I’ve spoken with professionals about it since the start and always concluded it’s what I wanted. I’ve basically longed for kids since I can remember! So this feeling has taken me by surprise.

OP posts:
Barrawarra · 16/05/2022 15:47

It’s totally normal to have these kind
of wobbles even with much wanted children. It’s just the process of it becoming real and you facing up to all the implications. You will experience many emotions over the course of the pregnancy! Good idea now though to examine the relationship and be sure if it’s what you want, if so then work on it now.

MrsGinaHarrison87 · 16/05/2022 15:51

I've got four kids and never not had a bath but it does stop you from doing a lot of things. The thing I find though is that your whole perspective changes and you probably won't want to do all those things because it won't be even be on your agenda. The kids take priority and if they're happy, I'm usually happy. I used to be out every other weekend up till I had my second child, now I'm grateful for every moment of peace I can get. Friends with no kids can go out spontaneously and have several holidays and year and I don't care about all that stuff, it's just a different way of life and different priorities.

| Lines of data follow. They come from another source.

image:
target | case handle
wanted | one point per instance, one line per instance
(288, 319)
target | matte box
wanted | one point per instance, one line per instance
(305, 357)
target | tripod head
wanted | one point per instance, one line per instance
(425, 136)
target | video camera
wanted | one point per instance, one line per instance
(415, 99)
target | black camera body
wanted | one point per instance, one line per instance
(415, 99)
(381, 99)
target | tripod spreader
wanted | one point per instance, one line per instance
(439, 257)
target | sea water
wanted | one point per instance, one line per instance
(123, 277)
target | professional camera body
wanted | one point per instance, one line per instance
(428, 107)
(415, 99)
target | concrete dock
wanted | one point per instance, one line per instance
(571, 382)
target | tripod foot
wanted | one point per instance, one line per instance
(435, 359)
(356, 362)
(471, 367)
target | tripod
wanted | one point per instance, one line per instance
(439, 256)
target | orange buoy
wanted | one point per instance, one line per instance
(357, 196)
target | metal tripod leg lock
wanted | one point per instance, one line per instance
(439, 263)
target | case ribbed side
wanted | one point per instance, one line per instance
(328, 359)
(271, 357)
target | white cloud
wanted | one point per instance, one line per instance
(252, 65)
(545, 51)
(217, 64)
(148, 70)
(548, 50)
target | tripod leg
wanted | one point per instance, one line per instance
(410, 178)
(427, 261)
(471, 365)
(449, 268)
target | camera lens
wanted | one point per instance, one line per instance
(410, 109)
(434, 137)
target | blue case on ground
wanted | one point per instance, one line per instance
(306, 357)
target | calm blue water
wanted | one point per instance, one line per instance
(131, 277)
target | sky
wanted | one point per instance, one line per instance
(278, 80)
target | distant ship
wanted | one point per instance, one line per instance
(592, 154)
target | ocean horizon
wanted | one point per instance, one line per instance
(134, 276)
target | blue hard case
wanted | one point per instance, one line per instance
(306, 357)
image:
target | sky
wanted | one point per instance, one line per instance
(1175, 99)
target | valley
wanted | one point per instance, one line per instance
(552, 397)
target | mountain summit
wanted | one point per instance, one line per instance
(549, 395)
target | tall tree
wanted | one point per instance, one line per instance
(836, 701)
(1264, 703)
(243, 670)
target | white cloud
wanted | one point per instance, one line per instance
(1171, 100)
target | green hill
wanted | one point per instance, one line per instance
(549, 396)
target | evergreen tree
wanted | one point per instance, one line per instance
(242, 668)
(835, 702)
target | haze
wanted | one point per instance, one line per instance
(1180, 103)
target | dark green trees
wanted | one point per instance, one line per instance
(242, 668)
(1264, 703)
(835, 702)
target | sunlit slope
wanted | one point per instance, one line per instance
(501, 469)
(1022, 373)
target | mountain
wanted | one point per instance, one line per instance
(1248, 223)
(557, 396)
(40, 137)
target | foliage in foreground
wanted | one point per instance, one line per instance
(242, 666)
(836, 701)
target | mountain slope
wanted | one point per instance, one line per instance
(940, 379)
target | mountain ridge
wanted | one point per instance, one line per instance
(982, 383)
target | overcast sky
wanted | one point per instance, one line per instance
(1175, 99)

Hugasauras · 16/05/2022 15:53

Honestly OP, I think this is pretty normal. And IME people who really are selfish parents don't really think of themselves as such or have that level of self-awareness about it. Yes, life changes but it doesn't mean you can't ever do anything again! Especially with just one child, after the intensity of the newborn and young baby phase passes, there's no reason you can't do the things on your list! Life doesn't have to stop or end because you have a child. There are adjustments but you don't have to stop being you or give up on your own enjoyment.

Lottie4 · 16/05/2022 15:59

I think the fact your relationship is unstable is clouding how you really feel and what you want. You say you want to learn french - find a class now so you can make a start. It might not be so easy once DB is around, but you can continue online if you really want.

Not saying having a child is easy, but it doesn't mean you can't have those baths, holidays and even meet someone else (I know someone with twins and a DD - she's been with her OH for four years and he's been living with her family for two).You say you want to learn french - find a class now so you can make a start. It might not be so easy once DB is around, but you can continue online if you really want.